Lo show ha cercato di rimanere in equilibrio tra l'energia urban-pop e momenti di intimità confessionale, poggiandosi sulle tematiche di rottura, frattura e rinascita che caratterizzano il suo ultimo lavoro.
Ho usato il termine confessionale non a caso: si chiama così infatti uno spazio che Madame dedica al dialogo col pubblico, invitato a confessare coram populo qualcosa di mai svelato prima. E qui il concerto si suicida, perché questo spazio dura praticamente un terzo dell'intera esibizione, con interventi che in breve tempo diventano una gara a chi la spara più grossa, tra avventure sessuali con una professoressa, esperienze bondage, racconti di coming out accolti da boati del pubblico, evidentemente desideroso di mostrarsi inclusivo quando in realtà - questa è la mia impressione - stava partecipando a una goliardata a uso e consumo degli spettatori più giovani, col solo risultato di spezzare in maniera non più recuperabile il ritmo del concerto, spingendomi a raggiungere l'auto parcheggiata all'esterno (questo ovviamente è il particolare meno importante).

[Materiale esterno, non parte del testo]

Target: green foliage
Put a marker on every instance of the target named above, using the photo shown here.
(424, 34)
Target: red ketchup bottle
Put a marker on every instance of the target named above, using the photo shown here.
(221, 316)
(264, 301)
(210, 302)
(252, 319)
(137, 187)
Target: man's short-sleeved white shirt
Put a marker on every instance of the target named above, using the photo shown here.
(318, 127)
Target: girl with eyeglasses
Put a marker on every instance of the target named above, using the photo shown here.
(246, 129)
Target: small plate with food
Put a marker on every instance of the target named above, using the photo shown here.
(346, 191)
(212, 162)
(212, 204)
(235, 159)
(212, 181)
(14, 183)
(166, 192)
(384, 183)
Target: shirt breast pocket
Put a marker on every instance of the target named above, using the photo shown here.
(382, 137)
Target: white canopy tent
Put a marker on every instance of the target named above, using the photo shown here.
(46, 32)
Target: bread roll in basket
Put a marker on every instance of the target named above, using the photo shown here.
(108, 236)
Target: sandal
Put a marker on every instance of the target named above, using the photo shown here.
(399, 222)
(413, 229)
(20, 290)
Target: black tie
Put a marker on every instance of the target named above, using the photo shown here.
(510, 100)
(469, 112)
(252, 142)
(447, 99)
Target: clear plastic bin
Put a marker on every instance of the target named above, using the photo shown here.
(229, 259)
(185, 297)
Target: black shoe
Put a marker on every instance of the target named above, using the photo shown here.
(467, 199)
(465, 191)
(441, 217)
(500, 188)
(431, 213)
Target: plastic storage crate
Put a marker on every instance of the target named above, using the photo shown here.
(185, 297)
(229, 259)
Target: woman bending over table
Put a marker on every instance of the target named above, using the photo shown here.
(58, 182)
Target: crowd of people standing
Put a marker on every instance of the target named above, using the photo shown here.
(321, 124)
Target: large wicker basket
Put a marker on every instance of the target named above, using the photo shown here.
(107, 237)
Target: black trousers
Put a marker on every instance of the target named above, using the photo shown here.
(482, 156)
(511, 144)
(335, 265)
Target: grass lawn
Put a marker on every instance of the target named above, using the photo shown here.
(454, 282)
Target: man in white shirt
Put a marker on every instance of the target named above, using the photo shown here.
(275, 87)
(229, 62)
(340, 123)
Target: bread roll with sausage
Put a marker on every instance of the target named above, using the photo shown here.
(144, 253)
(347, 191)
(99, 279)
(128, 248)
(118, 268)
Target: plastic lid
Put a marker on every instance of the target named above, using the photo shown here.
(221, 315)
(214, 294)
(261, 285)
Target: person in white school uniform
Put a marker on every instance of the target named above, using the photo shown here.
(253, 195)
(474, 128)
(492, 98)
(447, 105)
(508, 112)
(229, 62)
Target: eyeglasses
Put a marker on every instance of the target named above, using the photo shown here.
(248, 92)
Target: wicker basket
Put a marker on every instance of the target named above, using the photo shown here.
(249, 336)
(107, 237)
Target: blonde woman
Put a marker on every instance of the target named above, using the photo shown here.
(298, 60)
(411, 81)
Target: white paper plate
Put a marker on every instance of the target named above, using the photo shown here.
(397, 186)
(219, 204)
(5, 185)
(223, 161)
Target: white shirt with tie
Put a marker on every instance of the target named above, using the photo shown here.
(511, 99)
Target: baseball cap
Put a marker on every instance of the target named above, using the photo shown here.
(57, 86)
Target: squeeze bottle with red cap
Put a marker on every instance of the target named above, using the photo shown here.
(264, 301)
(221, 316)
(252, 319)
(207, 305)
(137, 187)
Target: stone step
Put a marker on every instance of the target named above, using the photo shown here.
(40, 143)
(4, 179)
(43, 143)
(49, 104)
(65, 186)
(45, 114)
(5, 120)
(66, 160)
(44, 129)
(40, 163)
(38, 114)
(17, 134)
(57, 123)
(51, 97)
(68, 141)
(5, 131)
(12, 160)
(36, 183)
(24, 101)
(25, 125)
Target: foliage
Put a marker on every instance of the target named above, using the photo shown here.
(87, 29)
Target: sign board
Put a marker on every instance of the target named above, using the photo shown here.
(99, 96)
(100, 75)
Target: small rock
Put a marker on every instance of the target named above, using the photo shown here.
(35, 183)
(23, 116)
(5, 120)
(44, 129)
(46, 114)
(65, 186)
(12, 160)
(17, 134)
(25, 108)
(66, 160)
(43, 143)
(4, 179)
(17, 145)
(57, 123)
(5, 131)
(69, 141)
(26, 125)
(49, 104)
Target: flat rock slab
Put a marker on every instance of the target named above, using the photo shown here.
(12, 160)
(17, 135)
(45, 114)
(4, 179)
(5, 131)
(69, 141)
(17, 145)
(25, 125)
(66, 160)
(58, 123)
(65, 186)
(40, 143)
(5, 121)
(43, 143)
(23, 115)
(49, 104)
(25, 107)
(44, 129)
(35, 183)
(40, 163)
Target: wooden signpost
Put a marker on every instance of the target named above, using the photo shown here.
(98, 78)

Eh sì, cara Madame, i concerti hanno un ritmo e per la loro riuscita deve essere impostato e rispettato, e per il futuro mi sento di consigliare di lasciar perdere il tentativo maldestro di trasformarli in una sorta di terapia di gruppo.
In precedenza c'era già stato un momento a metà tra il divertente e l'imbarazzante quando, prima di eseguire "Puttana svizzera" con l'intervento di 6occia (brano che, lo confesso, mi diverte molto proprio per il suo testo che sfocia nel turpiloquio), Madame ha chiesto se ci fossero dei ragazzini tra il pubblico: non solo ce n'erano ma uno addirittura aveva 8 anni, evidentemente portato lì dai genitori; bene, non voglio fare il moralista d'accatto, ma tra questi genitori e la cosiddetta "famiglia del bosco" si riesce a trovare una via di mezzo?
Tornando a 6occia, si è presentato sul palco con la maglietta strepitosa che vedete a sinistra nella foto: immagino che il prezzo l'abbia resa inavvicinabile per i più - 40 euro di biglietto, 40 di maglietta, una ventina per le bevande ed ecco che il portafoglio si è alleggerito di 100 euro, ed è solo lunedì.
Il tour è appena iniziato, c'è tutto il tempo per migliorare alcuni particolari. Nel frattempo il concerto al Flowers Festival ha confermato Madame come una delle pochissime artiste nel panorama italiano capace di unire mondi apparentemente distanti - l'urban-pop di respiro internazionale e il cantautorato classico - mettendo in mostra una sua originalità.
Quella vista due sere fa è un'artista visibilmente cresciuta, più consapevole rispetto al passato recente e decisamente padrona del proprio spazio sul palco. Mi piacerebbe rivederla tra qualche mese, sono sicuro che l'apprezzerei di più.